Таким образом, теория письма нуждается не только во внутринаучном и эпистемологическом освобождении <...> Теперь возникает потребность в таком исследовании, в котором «позитивное» открытие и «деконструкция» истории метафизики, всех ее понятий подверглись бы взаимному контролю и тщательной проработке. Ведь без этого любое эпистемологическое освобождение останется иллюзорным и ограниченным: оно дает лишь некоторые практические удобства или понятийные упрощения, надстроенные над незыблемыми, не затронутыми критикой основами. <...>

Однако на основе новейших работ в этой области можно представить себе, какой должна стать в будущем широко понимаемая граммотология, если она откажется от заимствования понятий других гуманитарных наук или — что почти то же самое — традиционной метафизики. Об этом можно судить по богатству и новизне информации, а также ее истолкования, хотя ее понятийное осмысление — даже в этих новаторских работах — остается робким и ненадежным. А это, по-видимому, означает, что, с одной стороны, грамматология не должна быть одной среди многих гуманитарных наук, а с другой стороны, она не должна быть рядовой региональной наукой. Она не должна быть одной среди многих гуманитарных наук, поскольку ее главный вопрос — это проблема имени человека. Выявить единство понятия человека — это несомненно значит отказаться от старого понятия «бесписьменных» народов или же народов, «лишенных истории». А. Леруа-Гуран хорошо показывает, что отказ назвать другого человека человеком и отказ признать, что люди из другого сообщества тоже умеют писать, — это, по сути, единый жест. На самом же деле у так называемых бесписьменных народов нет лишь письма в узком смысле слова, а вовсе не письма вообще. Отказ назвать тот или иной способ записи «письмом» — это «этноцентризм, который ярче всего характеризует донаучное представление о человеке»: он одновременно приводит к тому, что «во многих человеческих группах единственным словом для обозначения членов своей собственной этнической группы оказывается слово "человек"». (1, с. 215-218)

Введение к «Началу геометрии»

Еще требовалось показать отдельно, конкретно и прямо: 1) что, будучи наукой эмпирической, история, как и все исторические науки, зависит от феноменологии, единственно способной раскрыть перед ней лежащие в ее основании эйдетические предпосылки.

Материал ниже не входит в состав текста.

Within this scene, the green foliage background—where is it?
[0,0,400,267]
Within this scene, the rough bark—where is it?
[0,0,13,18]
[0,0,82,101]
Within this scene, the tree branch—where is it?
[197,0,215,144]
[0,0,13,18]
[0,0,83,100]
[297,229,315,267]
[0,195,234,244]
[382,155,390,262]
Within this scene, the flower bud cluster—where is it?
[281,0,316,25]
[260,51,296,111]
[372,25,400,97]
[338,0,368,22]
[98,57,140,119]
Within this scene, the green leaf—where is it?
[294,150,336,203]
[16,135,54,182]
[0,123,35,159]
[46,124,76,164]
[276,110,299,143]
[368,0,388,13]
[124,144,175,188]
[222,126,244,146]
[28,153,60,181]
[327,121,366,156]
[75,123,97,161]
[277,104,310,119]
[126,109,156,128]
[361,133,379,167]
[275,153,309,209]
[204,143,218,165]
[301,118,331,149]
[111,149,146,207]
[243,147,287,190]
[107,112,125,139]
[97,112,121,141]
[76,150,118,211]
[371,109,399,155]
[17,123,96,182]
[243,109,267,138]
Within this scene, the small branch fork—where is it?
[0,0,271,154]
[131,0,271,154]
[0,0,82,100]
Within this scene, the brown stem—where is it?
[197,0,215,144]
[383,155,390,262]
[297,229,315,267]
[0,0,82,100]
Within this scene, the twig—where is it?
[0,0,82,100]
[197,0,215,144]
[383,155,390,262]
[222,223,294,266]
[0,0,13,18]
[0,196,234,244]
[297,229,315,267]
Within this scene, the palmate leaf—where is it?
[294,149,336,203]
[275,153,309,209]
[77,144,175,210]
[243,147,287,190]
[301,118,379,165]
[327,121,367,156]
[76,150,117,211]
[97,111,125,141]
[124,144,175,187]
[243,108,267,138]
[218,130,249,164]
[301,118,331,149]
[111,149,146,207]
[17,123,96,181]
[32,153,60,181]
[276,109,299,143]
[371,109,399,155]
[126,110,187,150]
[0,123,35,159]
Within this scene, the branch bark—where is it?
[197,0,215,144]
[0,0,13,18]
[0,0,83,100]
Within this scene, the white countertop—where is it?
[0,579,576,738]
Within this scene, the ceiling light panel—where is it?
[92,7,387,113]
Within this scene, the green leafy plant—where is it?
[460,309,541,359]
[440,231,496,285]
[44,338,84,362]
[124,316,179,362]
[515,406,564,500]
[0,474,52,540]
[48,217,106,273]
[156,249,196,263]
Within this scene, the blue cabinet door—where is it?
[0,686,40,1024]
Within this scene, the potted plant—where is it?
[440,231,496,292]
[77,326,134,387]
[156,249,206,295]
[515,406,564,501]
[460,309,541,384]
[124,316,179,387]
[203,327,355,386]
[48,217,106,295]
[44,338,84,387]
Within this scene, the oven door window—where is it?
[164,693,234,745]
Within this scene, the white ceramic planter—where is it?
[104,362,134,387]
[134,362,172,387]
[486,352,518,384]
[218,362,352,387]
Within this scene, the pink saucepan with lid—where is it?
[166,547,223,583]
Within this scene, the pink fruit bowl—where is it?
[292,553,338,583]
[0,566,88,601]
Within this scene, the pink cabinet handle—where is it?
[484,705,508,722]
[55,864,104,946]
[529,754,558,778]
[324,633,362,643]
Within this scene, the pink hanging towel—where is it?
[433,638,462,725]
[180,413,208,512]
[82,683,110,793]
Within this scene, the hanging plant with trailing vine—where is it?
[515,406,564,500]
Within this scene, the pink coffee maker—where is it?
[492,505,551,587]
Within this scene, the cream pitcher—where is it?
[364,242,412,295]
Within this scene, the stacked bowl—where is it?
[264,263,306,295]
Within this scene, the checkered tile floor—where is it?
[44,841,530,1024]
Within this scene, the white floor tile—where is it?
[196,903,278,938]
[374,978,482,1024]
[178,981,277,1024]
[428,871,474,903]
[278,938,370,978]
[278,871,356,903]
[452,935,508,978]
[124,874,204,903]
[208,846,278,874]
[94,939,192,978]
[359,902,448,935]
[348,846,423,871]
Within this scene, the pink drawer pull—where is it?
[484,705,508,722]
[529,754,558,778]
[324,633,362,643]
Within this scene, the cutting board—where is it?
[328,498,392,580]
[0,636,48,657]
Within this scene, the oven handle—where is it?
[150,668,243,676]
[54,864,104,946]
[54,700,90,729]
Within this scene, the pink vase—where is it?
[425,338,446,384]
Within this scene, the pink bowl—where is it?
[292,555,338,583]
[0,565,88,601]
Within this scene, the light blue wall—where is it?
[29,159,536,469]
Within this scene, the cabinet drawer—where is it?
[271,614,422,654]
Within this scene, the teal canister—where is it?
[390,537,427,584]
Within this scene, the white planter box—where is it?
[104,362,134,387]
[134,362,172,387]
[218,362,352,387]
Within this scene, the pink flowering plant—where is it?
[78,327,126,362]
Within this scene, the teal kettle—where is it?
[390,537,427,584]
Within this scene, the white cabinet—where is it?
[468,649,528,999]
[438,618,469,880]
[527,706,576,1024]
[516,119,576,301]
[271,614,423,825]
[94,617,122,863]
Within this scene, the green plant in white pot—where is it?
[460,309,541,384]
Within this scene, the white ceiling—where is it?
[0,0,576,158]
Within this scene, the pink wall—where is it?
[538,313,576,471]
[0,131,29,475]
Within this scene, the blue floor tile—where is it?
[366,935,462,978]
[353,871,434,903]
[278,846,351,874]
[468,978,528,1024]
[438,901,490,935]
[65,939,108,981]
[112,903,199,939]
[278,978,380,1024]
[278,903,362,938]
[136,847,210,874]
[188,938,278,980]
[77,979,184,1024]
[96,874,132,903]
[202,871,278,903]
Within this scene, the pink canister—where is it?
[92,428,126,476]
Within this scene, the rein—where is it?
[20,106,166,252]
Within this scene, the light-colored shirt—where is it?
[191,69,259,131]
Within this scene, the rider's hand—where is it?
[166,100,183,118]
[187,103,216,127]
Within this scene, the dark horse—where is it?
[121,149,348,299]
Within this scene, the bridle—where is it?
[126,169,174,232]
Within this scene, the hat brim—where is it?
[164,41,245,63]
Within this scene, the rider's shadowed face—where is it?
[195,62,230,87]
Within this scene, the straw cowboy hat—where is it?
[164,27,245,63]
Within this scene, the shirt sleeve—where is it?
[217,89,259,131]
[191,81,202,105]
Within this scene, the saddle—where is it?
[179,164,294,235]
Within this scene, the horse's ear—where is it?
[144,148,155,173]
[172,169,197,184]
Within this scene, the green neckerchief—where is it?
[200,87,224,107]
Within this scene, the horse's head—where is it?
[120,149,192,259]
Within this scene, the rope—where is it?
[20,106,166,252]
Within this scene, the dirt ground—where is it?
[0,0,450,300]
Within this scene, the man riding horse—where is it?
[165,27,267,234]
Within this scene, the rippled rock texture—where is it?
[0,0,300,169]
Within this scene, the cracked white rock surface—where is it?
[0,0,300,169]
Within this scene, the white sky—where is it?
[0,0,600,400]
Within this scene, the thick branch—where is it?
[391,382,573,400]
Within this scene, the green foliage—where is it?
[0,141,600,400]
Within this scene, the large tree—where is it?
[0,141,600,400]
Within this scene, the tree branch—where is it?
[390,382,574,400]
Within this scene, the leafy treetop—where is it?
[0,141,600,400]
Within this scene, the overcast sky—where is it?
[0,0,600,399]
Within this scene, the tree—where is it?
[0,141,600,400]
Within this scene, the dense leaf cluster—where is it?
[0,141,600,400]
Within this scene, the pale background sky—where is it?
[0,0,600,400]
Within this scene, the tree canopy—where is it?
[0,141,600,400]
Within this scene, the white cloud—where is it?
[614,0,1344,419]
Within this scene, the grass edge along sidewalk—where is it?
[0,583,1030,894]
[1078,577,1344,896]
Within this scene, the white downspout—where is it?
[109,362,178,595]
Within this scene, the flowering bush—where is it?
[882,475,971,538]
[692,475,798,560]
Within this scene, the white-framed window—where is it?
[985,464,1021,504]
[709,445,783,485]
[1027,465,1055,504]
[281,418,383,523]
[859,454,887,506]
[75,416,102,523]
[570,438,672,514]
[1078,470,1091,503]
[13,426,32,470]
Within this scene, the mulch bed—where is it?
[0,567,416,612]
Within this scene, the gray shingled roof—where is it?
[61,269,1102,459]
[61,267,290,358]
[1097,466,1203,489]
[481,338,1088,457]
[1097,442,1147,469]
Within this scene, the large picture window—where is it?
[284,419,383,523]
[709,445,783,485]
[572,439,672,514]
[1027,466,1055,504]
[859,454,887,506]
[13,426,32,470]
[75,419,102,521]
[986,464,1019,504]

Однако эта часто постулируемая зависимость все время замалчивалась, скорее упоминалась, чем исследовалась;

2) что история, чье собственное содержание по самому ее смыслу отличается от содержания других материальных и зависимых наук уникальностью и необратимостью, то есть не-типизируемостью, что эта история еще поддается имагинативным вариациям и эйдетическим интуициям;

3) что поверх эмпирического и не-типизируемого содержания истории, само содержание некоторых эйдетик — геометрии, например, как эйдетики протяженной природы, — было произведено или открыто в истории, которую теперь невозможно редуцировать из бытийственного смысла этого содержания (2, с. 16-17). <...> Осознать науку как традицию и культурную форму — значит осознать ее интегральную историчность. Отсюда любое внутринаучное прояснение, любой возврат к первым аксиомам, к первоначальным очевидностям и учреждающим понятиям есть в то же время «историческое раз-облачение». Каким бы ни было наше невежество в реальной истории, нам априори известно, что всякое культурное, а значит, и научное, настоящее предполагает в своей цельности целостность прошлого. Единство этой непрестанной тотализации, всегда действующей в форме исторического настоящего <...> приводит нас, если ему задавать правильные вопросы, к универсальному априори истории. Как и неизменный сам по себе Абсолют Живого Настоящего, на котором оно основывается, историческое Настоящее есть лишь нередуцируемое и чистое место в движении этой тотализации и этой традиционализации. <...> Всякое особенное историческое исследование должно быть юридически отмечено своей более или менее непосредственной зависимостью от этой абсолютно принципиальной очевидности. Всякая обычная история фактов «пребывает в непонятности», пока эти априори не были прояснены и пока эта история не приспособила свой метод к понятию о внутренней истории, об интенциональной истории смысла.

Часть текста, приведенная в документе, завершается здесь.